Mauvaises propositions de solution pour un problème sérieux

FMH
Édition
2017/09
DOI:
https://doi.org/10.4414/bms.2017.05450
Bull Med Suisses. 2017;98(09):271

Affiliations
Dr méd., président de la FMH

Publié le 01.03.2017

En Suisse, la part du PIB consacrée aux dépenses de santé est de 11,1%, soit sensiblement la même que celle de pays comme les Pays-Bas (11,1%), l’Allemagne (11,0%), la Suède (11,0%) et la France (10,9%).1 Par contre, en comparaison européenne, notre pays jouit de l’une des meilleures accessibilités et efficacités des soins.2 Les Suisses possèdent le revenu disponible le plus élevé, avec les Luxembourgeois et les Norvégiens.3 Et si la prime maladie mensuelle moyenne a augmenté ­
de 100 francs entre 2006 et 2014, la consomma-
tion mensuelle moyenne (+325 francs), la charge ­fiscale (+370 francs) et même l’épargne mensuelle (+715 francs) ont augmenté bien plus pendant la même période.4
Pourquoi ai-je tenu à rappeler ces quelques chiffres? Au vu des exigences de rationnement5 et des prévisions alarmistes concernant notre système de santé6 ces ­dernières semaines, il m’a paru important d’analyser objectivement la situation. Il faut examiner régulièrement l’existence d’un potentiel d’efficacité, d’amélio­ration et d’économie, mais malheureusement, les récentes interventions politiques laissent de côté ces questions décisives.
– La motion 16.3987 exige par exemple «que des mesures contraignantes visant à limiter les coûts entrent en vigueur dès que les coûts par assuré à la charge de [l’AOS] [c’est-à-dire les primes] augmentent plus fortement […] que les salaires ­nominaux multipliés par un facteur de 1,1»7. ­Aucun mot en revanche sur les prestations ni sur les patients concernés par cette réduction budgétaire.
– L’initiative parlementaire 17.402 demande qu’à l’avenir, «les fournisseurs de prestations et les assureurs prévoient, dans les conventions tarifaires, des mesures visant à piloter les coûts et les prestations», mesures pour lesquelles le Conseil fédéral peut également définir des «principes»8 – une élégante formulation pour désigner l’introduction d’un budget global.
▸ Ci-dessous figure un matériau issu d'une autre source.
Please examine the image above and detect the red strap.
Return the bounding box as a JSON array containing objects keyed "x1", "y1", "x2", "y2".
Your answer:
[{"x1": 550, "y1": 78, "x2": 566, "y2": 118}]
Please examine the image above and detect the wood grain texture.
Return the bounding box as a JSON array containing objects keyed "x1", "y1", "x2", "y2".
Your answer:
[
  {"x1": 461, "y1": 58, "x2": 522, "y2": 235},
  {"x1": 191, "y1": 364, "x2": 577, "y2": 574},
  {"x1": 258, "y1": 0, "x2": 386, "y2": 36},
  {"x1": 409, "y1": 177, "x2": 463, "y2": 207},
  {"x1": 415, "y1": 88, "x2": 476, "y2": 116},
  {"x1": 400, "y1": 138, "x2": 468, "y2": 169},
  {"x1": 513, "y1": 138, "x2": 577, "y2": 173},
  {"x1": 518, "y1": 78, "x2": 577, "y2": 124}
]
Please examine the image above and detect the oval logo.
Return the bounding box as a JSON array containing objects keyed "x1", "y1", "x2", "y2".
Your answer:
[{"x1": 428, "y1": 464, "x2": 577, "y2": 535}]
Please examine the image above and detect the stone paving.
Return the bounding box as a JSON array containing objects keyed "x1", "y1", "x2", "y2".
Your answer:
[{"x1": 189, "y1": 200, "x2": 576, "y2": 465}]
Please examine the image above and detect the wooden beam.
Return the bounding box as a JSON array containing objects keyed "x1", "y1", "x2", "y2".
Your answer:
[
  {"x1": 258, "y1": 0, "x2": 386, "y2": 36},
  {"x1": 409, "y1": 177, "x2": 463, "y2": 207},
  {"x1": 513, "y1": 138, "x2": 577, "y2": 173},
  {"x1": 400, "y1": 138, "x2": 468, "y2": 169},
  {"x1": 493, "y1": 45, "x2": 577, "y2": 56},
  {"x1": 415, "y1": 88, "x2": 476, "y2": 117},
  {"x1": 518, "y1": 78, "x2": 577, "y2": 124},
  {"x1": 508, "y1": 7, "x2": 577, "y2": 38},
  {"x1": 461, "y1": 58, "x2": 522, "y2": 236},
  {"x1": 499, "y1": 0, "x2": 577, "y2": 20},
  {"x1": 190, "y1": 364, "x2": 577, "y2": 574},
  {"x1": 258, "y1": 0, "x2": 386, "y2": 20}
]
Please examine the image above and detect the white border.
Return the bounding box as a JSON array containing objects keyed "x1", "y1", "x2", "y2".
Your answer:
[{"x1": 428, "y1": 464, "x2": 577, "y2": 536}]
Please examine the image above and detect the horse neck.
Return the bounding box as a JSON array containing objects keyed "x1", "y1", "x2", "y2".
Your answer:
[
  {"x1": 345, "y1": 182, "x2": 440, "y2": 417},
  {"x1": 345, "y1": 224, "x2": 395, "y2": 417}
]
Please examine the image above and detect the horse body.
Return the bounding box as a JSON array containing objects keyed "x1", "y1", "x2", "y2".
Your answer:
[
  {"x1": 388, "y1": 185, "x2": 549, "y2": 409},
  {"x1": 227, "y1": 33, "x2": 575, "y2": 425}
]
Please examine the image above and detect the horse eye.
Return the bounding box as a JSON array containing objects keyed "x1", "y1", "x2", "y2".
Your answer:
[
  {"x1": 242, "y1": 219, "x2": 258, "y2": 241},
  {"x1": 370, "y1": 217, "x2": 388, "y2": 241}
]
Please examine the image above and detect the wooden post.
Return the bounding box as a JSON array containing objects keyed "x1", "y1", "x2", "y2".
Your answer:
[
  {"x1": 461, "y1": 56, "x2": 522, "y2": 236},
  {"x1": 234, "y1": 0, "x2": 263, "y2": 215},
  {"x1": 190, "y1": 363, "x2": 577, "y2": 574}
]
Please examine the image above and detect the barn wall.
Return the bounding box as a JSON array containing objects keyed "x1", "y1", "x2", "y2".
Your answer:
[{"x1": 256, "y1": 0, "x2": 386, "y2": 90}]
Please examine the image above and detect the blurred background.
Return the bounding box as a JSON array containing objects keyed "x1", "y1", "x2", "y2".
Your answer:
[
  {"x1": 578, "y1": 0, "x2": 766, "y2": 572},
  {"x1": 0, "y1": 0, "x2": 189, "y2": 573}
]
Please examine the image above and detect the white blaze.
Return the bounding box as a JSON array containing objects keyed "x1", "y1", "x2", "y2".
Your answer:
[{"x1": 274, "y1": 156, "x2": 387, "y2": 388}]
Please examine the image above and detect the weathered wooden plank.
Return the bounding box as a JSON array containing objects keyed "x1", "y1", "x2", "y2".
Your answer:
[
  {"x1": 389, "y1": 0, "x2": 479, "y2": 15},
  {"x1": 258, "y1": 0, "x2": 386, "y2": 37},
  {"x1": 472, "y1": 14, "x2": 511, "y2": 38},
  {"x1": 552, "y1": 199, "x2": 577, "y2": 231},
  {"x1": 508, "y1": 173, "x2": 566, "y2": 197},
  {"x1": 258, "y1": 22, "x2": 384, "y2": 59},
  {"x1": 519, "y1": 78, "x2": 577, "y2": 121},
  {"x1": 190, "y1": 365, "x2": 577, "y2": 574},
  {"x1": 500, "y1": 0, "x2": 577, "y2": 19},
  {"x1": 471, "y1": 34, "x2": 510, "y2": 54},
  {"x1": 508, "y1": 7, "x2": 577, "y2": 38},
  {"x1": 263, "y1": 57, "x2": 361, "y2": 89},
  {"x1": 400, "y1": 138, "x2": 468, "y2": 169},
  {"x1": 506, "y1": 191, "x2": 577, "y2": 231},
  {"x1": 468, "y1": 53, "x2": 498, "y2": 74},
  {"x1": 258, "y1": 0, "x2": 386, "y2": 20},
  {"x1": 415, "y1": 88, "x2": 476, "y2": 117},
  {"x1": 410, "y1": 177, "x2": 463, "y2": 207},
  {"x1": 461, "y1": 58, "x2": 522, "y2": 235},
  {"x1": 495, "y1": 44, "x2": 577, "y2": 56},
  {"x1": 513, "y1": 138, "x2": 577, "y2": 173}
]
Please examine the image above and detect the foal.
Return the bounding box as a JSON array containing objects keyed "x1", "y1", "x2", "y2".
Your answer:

L’intervention rappelle les sources d’inspiration du DFI: les Pays-Bas et l’Allemagne.9 Et quels avantages ces pays offrent-ils en termes de coûts, par rapport à la Suisse? Aucun, comme vous pouvez le constater ci-dessus.
– Enfin, selon l’initiative parlementaire 17.401, le Conseil fédéral doit à l’avenir pouvoir concevoir et instituer lui-même une organisation en charge des tarifs. ­Organisation dont on n’attend, semble-t-il, pas grand-chose puisque le Conseil fédéral devra également pouvoir fixer lui-même les tarifs et les prix à l’aide des données communiquées par les fournisseurs de prestations et les assureurs.10
Ces interventions ont en commun une volonté de compétence accrue de l’Etat dans le système de santé, avec une opacité totale concernant les effets sur la prise 
en charge des patients. Mais aussi, elles illustrent l’acharnement peu rationnel de la politique sur le tarif ambulatoire médical et hospitalier TARMED, qui ne re­présente pourtant que 11 des 71 milliards de francs – soit un septième – des dépenses de santé de notre pays. Un ­pilotage et un plafonnement par l’Etat de ces 15% ne ­résoudront aucun problème. Au contraire, cela en créera de nouveaux, p. ex. si les patients (et les médecins) favorisent le secteur hospitalier plus coûteux au détriment du secteur ambulatoire.
Est-ce à la Confédération de développer le tarif médical? Est-il pertinent de créer à l’OFSP une nouvelle division chargée de la gestion voire du rationnement des coûts? Je ne le pense pas.
Si les primes sont aujourd’hui un problème pour de nombreux ménages, alors que notre économie pourrait supporter les coûts de la santé, la Confédération doit décharger les assurés en uniformisant le financement des prestations ambulatoires et hospitalières. Cela permettra de freiner l’augmentation des primes sans péjorer la prise en charge médicale, et coûtera moins cher en privilégiant davantage l’ambulatoire. En revanche, restreindre l’accès aux soins en raison d’une répartition dépassée des coûts serait une mauvaise ­solution à un problème qu’il faut pourtant prendre au sérieux.